For the next few days, to her intense relief, Benita heard no more of mesmerism. To begin with, there was something else to occupy their minds. The Matabele, tired of marching round the fortress and singing endless war-songs, had determined upon an assault. From their point of vantage on the topmost wall the three could watch the preparations which they made. Trees were cut down and brought in from a great distance that rude ladders might be fashioned out of them; also spies wandered round reconnoitring for a weak place in the defences. When they came too near the Makalanga fired on them, killing some, so that they retreated to the camp, which they had made in a fold of ground at a little distance. Suddenly it occurred to Meyer that although here the Matabele were safe from the Makalanga bullets, it was commanded from the greater eminence, and by way of recreation he set himself to harass them. His rifle was a sporting Martini, and he had an ample supply of ammunition. Moreover, he was a beautiful marksman, with sight like that of a hawk.

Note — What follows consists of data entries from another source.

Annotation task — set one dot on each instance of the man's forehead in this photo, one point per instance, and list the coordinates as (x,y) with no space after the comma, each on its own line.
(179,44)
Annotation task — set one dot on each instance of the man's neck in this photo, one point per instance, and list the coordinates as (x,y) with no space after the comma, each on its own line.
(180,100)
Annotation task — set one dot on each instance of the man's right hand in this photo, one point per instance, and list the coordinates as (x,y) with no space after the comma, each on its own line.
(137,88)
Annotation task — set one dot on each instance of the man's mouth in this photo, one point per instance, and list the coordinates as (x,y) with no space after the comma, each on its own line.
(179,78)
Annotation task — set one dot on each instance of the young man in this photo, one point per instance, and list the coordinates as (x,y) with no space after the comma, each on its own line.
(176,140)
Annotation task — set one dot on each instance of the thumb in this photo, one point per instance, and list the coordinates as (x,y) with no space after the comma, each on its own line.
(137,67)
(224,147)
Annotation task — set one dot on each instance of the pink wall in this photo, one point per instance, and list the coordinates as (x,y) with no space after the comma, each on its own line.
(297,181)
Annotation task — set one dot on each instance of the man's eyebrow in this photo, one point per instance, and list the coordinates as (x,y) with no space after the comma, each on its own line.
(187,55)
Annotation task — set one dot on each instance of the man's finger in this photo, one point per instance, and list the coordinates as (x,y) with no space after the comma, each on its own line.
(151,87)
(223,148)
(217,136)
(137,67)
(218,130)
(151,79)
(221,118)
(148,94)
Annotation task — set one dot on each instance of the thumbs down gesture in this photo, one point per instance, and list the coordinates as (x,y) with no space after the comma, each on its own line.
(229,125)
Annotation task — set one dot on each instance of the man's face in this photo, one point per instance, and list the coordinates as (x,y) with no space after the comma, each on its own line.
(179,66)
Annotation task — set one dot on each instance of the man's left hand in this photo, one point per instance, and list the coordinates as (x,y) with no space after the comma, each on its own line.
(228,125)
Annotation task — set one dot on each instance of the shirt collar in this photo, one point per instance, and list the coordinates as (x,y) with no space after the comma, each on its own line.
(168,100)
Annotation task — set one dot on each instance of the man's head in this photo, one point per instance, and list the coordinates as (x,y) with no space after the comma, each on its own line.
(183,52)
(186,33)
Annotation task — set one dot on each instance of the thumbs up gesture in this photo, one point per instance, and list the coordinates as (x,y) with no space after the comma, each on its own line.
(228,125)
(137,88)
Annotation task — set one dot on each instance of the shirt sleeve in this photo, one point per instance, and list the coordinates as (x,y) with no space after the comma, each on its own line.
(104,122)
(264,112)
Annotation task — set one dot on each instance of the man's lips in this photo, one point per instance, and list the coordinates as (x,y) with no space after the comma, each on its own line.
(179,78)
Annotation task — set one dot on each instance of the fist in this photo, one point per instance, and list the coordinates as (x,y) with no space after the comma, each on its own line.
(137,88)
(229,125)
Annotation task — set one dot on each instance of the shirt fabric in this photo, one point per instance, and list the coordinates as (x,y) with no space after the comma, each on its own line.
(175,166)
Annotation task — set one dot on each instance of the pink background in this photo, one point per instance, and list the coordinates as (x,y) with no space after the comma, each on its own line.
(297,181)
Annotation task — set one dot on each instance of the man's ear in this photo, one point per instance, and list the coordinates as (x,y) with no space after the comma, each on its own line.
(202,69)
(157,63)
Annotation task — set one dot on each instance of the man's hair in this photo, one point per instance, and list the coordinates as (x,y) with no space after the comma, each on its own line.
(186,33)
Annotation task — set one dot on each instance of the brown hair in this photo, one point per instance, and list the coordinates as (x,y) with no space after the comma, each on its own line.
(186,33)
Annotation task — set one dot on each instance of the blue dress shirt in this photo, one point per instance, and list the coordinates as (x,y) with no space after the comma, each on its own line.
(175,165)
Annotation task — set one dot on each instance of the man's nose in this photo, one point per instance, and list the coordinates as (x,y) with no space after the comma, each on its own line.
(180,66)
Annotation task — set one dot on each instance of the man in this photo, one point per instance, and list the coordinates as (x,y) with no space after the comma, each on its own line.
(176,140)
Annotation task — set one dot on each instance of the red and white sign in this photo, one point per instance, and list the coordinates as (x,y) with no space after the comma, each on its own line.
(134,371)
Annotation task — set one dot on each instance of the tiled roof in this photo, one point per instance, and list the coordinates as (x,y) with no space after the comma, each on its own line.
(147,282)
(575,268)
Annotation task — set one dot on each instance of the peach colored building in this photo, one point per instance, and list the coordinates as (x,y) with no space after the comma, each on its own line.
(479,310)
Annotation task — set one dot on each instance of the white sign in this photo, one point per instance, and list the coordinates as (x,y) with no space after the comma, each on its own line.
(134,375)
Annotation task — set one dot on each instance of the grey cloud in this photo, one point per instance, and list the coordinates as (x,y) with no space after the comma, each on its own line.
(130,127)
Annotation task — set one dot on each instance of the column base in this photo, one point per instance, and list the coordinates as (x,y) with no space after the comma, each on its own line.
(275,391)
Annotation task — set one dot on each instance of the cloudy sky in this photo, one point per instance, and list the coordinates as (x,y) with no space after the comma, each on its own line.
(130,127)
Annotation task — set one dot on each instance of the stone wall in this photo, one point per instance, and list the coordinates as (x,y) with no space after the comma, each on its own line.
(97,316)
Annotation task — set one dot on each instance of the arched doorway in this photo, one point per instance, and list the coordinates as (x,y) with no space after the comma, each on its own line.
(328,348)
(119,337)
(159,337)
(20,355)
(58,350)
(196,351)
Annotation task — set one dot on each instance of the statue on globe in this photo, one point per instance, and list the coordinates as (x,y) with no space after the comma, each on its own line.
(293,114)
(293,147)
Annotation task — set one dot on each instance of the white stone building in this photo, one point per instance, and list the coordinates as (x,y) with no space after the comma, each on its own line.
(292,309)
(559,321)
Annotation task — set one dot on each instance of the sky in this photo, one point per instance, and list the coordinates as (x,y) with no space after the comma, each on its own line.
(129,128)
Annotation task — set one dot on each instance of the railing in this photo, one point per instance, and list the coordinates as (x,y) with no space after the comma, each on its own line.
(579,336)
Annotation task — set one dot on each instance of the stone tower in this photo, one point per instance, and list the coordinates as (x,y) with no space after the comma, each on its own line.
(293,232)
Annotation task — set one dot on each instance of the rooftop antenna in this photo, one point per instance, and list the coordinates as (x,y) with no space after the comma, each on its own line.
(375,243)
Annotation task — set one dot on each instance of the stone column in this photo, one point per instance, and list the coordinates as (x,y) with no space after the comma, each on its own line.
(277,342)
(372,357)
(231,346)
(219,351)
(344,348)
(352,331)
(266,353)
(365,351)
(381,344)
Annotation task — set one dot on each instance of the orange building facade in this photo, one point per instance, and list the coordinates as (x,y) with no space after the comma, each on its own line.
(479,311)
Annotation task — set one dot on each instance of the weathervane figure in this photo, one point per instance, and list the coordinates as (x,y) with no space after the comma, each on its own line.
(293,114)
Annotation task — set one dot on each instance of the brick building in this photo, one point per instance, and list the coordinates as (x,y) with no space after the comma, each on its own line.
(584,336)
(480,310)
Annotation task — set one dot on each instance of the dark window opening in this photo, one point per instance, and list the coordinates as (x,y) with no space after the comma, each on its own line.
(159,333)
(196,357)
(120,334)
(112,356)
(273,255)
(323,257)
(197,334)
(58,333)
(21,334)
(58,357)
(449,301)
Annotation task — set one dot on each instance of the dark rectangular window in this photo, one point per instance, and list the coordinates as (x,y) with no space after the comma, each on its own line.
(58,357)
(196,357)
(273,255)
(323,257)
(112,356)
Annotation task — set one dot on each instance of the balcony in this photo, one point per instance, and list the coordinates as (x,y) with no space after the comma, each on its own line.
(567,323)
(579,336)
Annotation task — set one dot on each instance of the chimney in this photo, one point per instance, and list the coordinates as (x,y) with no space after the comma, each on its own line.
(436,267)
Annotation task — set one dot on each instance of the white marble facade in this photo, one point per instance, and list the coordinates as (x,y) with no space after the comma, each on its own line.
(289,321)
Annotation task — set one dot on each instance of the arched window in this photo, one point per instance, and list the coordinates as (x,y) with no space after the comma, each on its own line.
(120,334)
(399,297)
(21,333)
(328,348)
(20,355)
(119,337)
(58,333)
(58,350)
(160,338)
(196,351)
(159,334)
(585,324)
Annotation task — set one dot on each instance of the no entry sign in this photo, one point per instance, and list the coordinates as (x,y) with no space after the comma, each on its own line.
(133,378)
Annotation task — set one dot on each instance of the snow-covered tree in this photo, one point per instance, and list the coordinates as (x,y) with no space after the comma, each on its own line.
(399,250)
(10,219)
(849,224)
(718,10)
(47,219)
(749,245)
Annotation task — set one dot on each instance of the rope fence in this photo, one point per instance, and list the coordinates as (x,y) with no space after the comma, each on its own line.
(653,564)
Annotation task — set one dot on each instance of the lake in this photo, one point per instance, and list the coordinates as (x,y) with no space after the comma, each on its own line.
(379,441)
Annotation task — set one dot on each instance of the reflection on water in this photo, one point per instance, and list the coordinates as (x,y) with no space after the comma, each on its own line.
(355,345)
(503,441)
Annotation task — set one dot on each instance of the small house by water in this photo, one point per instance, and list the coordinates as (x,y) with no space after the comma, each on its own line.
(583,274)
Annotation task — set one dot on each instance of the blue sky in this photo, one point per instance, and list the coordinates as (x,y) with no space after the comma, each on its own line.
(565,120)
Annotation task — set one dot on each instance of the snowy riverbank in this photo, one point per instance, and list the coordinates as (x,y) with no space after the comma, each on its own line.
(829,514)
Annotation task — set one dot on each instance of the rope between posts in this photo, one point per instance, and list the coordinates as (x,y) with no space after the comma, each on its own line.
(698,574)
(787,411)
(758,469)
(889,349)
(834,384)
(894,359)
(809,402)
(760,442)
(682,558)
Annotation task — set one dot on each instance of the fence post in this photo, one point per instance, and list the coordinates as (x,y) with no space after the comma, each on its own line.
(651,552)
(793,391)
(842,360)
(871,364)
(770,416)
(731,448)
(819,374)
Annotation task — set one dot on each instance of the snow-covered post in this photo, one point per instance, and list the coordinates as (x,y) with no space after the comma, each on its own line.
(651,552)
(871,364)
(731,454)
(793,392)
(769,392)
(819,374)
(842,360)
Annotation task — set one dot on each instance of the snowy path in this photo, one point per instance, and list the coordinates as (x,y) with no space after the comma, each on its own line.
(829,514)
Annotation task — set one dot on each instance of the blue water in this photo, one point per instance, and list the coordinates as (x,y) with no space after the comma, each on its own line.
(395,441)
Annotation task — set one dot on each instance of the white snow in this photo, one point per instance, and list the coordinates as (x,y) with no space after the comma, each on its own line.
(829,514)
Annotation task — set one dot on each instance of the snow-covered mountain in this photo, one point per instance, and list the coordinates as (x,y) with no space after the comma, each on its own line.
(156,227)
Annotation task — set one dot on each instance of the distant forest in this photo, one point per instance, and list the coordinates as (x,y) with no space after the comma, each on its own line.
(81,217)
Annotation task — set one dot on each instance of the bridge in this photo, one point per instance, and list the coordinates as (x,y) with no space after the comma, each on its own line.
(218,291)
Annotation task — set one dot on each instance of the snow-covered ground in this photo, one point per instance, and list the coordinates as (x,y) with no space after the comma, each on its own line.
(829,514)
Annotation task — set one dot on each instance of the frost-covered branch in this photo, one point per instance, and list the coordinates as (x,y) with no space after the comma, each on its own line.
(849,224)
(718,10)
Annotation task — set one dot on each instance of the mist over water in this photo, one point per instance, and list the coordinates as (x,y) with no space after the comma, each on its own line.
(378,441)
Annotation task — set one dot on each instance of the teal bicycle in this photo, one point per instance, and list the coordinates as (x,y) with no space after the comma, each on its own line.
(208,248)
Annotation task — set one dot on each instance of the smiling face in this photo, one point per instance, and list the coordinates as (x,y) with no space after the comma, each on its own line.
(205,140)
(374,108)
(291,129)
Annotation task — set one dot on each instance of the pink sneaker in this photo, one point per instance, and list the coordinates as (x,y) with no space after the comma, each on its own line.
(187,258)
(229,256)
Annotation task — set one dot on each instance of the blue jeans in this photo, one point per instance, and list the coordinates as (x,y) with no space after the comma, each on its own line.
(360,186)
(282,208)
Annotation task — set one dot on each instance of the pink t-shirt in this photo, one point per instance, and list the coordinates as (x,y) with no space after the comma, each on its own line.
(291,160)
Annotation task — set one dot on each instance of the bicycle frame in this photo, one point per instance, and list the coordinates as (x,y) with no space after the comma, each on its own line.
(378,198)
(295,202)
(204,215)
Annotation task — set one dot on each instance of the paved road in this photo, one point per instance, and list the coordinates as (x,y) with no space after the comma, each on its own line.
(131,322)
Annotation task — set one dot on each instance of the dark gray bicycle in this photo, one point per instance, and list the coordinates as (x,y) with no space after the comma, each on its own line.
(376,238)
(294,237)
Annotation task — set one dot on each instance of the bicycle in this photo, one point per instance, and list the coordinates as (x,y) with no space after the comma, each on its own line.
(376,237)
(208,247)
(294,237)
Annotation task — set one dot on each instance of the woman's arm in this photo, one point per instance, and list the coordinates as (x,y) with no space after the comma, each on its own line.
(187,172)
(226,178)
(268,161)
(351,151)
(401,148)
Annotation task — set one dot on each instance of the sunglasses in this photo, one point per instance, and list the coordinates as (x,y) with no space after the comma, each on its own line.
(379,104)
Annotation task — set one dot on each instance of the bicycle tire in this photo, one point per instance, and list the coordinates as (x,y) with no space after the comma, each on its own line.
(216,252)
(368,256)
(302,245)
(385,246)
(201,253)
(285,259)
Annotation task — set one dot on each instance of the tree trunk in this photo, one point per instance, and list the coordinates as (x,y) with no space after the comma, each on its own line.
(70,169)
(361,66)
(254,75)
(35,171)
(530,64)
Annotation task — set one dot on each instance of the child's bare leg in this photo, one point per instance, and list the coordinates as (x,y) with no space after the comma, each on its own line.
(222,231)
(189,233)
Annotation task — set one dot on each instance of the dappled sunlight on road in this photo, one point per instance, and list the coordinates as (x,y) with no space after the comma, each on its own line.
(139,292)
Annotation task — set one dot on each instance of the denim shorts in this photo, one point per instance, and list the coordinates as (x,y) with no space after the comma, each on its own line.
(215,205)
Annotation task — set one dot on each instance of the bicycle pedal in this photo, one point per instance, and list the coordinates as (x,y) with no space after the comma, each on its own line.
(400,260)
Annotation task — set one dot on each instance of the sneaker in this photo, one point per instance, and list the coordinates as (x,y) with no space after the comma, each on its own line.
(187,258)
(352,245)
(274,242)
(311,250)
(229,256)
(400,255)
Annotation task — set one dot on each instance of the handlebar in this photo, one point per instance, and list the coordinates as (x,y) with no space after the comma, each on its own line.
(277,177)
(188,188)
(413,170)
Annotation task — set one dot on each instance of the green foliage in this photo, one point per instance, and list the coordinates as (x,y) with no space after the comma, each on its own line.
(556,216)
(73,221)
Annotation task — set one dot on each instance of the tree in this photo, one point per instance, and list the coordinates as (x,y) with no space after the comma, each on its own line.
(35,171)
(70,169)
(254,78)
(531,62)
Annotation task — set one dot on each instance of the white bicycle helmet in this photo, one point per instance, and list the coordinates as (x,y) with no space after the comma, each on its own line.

A few trial shots gave him the range; it was a shade under seven hundred yards, and then he began operations. Lying on the top of the wall and resting his rifle upon a stone, he waited until the man who was superintending the manufacture of the ladders came out into the open, when, aiming carefully, he fired. The soldier, a white-bearded savage, sprang into the air, and fell backwards, while his companions stared upwards, wondering whence the bullet had come.

“Pretty, wasn’t it?” said Meyer to Benita, who was watching through a pair of field-glasses.

“I dare say,” she answered. “But I don’t want to see any more,” and giving the glasses to her father, she climbed down the wall.

But Meyer stayed there, and from time to time she heard the report of his rifle. In the evening he told her that he had killed six men and wounded ten more, adding that it was the best day’s shooting which he could remember.